If An Ad's Played On A PVR, Does It Make An Impact?
Sometimes a different perspective opens your eyes, as when I received this comment,
"I am the tech support resource for a very wide range of family and friends (and their friends, too!), and I can tell you why Yahoo is the biggest search word at Google, and vice-versa: because nobody understands the difference between the search bar and the URL bar."
I'd cited the search-engine "fact" in a previous post as a cipher for people's techno-ignorance but I'd always assumed that it was a reflection of deliberate actions. CJ's comment raised the possibility that my assumption might not even be the majority cause of those oft-quoted statistics.
Sometimes a different perspective can confuse you, like when I came across the Thinkbox report into TV viewing in the UK.
It presented the seemingly counterintuitive finding that "PVR viewers watch more TV and more ads." It revealed that only 15% of viewing is time-shifted programming and announced that within that 40% of viewers watched the ad breaks at normal speed - no doubt one of the contributions to higher ad impacts.

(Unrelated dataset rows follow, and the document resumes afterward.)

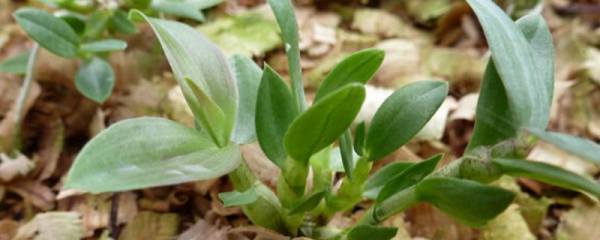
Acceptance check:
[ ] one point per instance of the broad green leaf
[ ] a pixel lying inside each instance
(121, 23)
(360, 138)
(370, 232)
(408, 177)
(247, 75)
(548, 174)
(494, 121)
(523, 78)
(184, 8)
(16, 64)
(383, 176)
(236, 198)
(192, 55)
(309, 203)
(472, 203)
(275, 111)
(346, 152)
(323, 122)
(583, 148)
(106, 45)
(95, 80)
(286, 19)
(50, 32)
(358, 67)
(148, 152)
(211, 115)
(402, 116)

Now, I wouldn't go as far as to say that if something seems counterintuitive then it's probably wrong, but the cynic in me wonders how much of that is due to viewers who aren't aware that they can fast forward and more seriously whether that proportion will remain that high over time?
Clearly, I don't know what the truth of either situation is, whether any usability gurus have studied the search engine enigma or if there's any way to validate my TV theory, but the point is that assumptions our frequently useless. Don't assume you know why something is happening - especially if research indicates it and/or your business depends on it - make sure you find out why it's happening. Because many things are not as they seem and everyone will try to give you an explanation that is shaped by their world or business view.